Root cause of shuttle external tank cracks still not clear

CBS News

KENNEDY SPACE CENTER, FL--NASA managers and engineers met Thursday to discuss the potential root cause of cracks in the shuttle Discovery's external tank, what additional tests might be needed and what, if any, modifications might be required before another launch attempt can be made.

The cracks were discovered near the top of the ribbed intertank flange area at the base of the external tank's liquid oxygen section. (Photo: Spaceflight Now/Justin Ray)
Despite around-the-clock work to assess the problem, engineers still do not understand what caused cracks in structural ribs, or stringers, during fueling for a Nov. 5 launch attempt, a critical element in the development of an acceptable flight rationale, or engineering justification, for making another launch attempt.

"The one thing they don't have is root cause," said one NASA official. "They're just not there yet."

NASA is still holding open the possibility of a launch between Dec. 17 and 20. But the amount of work required to get there does not appear to fit in the available time. The schedule will be compressed even more by a decision late Thursday to carry out a fueling test to collect more data on how the tank's structural components respond to ultra-low temperatures.

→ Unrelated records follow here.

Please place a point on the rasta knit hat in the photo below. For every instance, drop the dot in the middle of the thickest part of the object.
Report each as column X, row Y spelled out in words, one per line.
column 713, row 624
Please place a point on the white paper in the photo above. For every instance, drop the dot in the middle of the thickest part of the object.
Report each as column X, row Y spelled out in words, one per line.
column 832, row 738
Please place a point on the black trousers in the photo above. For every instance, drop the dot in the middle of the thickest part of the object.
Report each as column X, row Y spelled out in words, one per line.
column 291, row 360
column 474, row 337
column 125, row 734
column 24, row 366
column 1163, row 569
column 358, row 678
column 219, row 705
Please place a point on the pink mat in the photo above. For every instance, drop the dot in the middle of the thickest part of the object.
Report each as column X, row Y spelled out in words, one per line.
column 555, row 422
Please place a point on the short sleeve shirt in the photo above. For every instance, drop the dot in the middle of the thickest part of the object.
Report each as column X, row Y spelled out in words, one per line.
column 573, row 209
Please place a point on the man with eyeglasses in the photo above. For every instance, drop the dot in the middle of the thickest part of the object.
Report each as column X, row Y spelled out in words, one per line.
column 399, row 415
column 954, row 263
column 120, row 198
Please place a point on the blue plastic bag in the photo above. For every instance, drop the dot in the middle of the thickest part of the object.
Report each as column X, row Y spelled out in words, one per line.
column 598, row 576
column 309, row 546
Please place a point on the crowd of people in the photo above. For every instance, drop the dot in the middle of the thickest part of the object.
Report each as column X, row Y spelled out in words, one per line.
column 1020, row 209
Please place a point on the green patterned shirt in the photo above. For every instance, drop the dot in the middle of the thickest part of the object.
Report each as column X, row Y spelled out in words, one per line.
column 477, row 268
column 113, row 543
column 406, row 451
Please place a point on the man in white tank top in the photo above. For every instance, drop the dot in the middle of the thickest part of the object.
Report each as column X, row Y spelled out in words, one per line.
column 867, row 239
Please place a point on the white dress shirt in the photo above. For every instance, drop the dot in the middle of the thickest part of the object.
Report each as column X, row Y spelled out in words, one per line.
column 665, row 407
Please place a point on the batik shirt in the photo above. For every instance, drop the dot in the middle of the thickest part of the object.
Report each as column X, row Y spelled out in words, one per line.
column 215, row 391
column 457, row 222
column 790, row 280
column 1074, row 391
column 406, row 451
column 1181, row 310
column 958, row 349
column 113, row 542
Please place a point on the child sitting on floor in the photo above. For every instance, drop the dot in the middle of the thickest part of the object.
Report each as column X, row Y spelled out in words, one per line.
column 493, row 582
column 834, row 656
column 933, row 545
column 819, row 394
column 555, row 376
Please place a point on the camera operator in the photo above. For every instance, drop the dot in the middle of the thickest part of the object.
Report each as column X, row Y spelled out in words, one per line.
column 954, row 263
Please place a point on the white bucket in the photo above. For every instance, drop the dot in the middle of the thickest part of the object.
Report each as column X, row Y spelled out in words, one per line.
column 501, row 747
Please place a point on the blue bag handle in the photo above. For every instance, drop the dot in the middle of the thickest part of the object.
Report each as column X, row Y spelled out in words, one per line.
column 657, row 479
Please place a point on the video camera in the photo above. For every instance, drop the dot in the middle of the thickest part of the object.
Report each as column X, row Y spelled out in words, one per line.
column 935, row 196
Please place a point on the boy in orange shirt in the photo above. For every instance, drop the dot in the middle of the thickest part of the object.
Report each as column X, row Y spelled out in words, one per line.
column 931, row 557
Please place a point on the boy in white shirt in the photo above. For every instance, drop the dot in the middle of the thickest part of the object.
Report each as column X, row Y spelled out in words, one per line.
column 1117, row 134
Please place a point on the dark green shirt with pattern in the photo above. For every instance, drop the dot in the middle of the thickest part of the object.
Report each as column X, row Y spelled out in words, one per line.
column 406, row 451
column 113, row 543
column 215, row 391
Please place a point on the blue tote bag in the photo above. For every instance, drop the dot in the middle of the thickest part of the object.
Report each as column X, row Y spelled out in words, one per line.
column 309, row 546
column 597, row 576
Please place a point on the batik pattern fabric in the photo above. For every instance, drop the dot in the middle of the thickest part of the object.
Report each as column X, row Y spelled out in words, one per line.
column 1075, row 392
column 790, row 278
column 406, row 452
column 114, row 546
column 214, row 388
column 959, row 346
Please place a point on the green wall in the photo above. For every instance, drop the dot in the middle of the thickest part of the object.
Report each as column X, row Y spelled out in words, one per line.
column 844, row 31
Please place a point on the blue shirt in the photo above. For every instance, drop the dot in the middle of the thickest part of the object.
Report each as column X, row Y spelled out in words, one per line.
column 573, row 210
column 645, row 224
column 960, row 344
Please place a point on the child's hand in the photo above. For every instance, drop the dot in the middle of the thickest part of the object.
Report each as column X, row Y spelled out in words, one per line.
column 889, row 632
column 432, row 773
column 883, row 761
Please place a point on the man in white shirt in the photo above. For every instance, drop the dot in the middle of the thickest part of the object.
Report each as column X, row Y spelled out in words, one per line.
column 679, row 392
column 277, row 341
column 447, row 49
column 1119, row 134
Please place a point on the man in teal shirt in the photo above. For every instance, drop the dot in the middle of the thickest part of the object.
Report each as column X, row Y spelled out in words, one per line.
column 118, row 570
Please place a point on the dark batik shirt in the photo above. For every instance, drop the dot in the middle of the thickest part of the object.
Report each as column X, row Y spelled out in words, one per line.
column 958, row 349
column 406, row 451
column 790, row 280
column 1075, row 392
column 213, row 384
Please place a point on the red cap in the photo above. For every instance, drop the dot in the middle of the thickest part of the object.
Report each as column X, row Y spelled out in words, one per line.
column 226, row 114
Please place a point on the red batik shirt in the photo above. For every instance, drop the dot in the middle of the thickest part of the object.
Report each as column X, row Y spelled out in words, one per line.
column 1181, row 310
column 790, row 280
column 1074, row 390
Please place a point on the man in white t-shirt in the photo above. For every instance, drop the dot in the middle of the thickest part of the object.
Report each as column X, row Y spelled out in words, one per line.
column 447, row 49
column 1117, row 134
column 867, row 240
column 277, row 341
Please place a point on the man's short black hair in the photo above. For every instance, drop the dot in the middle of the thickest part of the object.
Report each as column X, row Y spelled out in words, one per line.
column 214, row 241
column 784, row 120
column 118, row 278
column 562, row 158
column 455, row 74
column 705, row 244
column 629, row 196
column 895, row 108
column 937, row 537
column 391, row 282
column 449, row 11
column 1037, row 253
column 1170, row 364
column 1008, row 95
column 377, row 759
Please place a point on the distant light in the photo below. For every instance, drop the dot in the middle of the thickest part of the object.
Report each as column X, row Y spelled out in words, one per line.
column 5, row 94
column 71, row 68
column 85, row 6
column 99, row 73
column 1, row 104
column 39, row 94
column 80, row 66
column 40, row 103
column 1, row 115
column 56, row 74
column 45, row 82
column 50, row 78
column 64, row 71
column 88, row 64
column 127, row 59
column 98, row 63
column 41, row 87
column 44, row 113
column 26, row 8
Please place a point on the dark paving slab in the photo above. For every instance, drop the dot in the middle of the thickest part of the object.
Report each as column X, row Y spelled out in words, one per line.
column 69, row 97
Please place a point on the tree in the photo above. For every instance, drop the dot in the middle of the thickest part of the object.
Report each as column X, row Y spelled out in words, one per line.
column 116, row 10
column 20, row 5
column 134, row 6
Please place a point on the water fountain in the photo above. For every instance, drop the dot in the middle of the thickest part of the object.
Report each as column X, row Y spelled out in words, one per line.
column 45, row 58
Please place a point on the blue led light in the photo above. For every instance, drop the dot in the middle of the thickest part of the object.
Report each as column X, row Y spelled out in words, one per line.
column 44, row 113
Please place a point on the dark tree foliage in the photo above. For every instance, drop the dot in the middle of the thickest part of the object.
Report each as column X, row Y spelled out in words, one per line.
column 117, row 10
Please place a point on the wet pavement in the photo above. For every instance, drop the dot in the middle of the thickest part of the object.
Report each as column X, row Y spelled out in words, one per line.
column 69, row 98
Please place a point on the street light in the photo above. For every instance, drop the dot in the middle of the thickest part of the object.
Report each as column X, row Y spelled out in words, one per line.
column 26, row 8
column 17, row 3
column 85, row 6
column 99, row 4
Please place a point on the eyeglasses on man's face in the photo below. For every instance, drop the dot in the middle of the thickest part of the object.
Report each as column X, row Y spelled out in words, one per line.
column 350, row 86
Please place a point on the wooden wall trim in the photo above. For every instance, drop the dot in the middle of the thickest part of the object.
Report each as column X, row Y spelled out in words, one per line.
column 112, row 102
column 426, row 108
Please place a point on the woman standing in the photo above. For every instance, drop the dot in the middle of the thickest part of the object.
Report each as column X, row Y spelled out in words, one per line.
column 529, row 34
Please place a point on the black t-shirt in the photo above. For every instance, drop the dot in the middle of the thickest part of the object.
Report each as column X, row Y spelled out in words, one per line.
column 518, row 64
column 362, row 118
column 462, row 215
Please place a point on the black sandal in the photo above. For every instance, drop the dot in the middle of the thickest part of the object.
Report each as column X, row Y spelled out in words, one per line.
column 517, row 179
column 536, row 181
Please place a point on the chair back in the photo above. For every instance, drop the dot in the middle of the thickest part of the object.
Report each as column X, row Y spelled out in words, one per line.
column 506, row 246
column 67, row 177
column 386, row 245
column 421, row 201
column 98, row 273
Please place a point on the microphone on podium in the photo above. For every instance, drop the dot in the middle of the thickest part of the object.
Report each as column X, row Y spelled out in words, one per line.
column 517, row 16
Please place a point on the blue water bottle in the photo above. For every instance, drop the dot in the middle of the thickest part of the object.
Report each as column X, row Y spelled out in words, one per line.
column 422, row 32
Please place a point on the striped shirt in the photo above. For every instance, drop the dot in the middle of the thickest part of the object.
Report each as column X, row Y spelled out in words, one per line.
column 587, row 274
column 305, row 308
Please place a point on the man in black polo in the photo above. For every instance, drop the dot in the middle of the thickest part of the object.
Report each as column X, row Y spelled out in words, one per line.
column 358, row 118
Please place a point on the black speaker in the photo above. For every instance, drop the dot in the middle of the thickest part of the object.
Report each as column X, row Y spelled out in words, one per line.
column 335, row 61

It is not yet known when such a test could be carried out. In one option, sensors would be attached to the skin of the tank prior to fueling to precisely measure the stresses in the structure.

But installing such instrumentation and cabling at the launch pad, which would require cutting away more foam insulation, is a challenge in itself. Some engineers favor carrying out a fueling test without any additional sensors, loading the tank and pressurizing it for launch. Any cracks in the tank's foam insulation would be seen and X-ray analysis could find any cracks in the underlying metal.

Sources said Wednesday the requirements of an instrumented tanking test likely would rule out any attempt to launch this month. But they held open the possibility of a near-term launch if an un-instrumented test shows no problems and the on-going engineering analysis shows the tank has enough safety margin to withstand any credible failures.

During a four-hour program requirements control board meeting Thursday, engineers did not even get to a discussion of fueling test options or potential launch dates. The analysis will continue and in the meantime, the "no-earlier-than" Dec. 17 launch date placeholder is "still in play," an official said.

NASA originally hoped to launch Discovery on its 39th and final mission Nov. 1, but a series of technical problems caused repeated delays. After a gaseous hydrogen leak in an external tank vent arm derailed a launch attempt Nov. 5, engineers discovered cracks in two adjacent stringers making up the ribbed intertank compartment that separates the tank's liquid oxygen and hydrogen sections.

The vent line has since been repaired, but the crack issue has proven much more difficult to resolve. Engineers believe normal shrinkage due to ultra-low-temperature propellants, coupled with stresses built into the tank, caused the two stringers to crack near the top of the intertank.

What might have caused the presumed built-in stress, or pre load, is not yet known. But before Discovery can be cleared for another launch attempt, engineers must show the tank can withstand the rigors of fueling and launch without developing similar, or worse, cracks that could lead to the loss of foam insulation or compromise the structural integrity of the tank.

As of this writing, sources say the most likely scenario is an instrumented fueling test followed by a roll back to the Vehicle Assembly Building where platforms can be put in place to give engineers better access to the entire circumference of the intertank. Using sophisticated scanners, technicians then could closely inspect all of the stringers and their connections to other structural components to make sure no new cracks formed during exposure to low temperatures.

At the same time, structural braces called doublers are being prepared that could be attached to beef up any suspect or damaged stringers. But a roll back to the VAB would delay launch to the next window in February and NASA managers have not yet officially taken that step.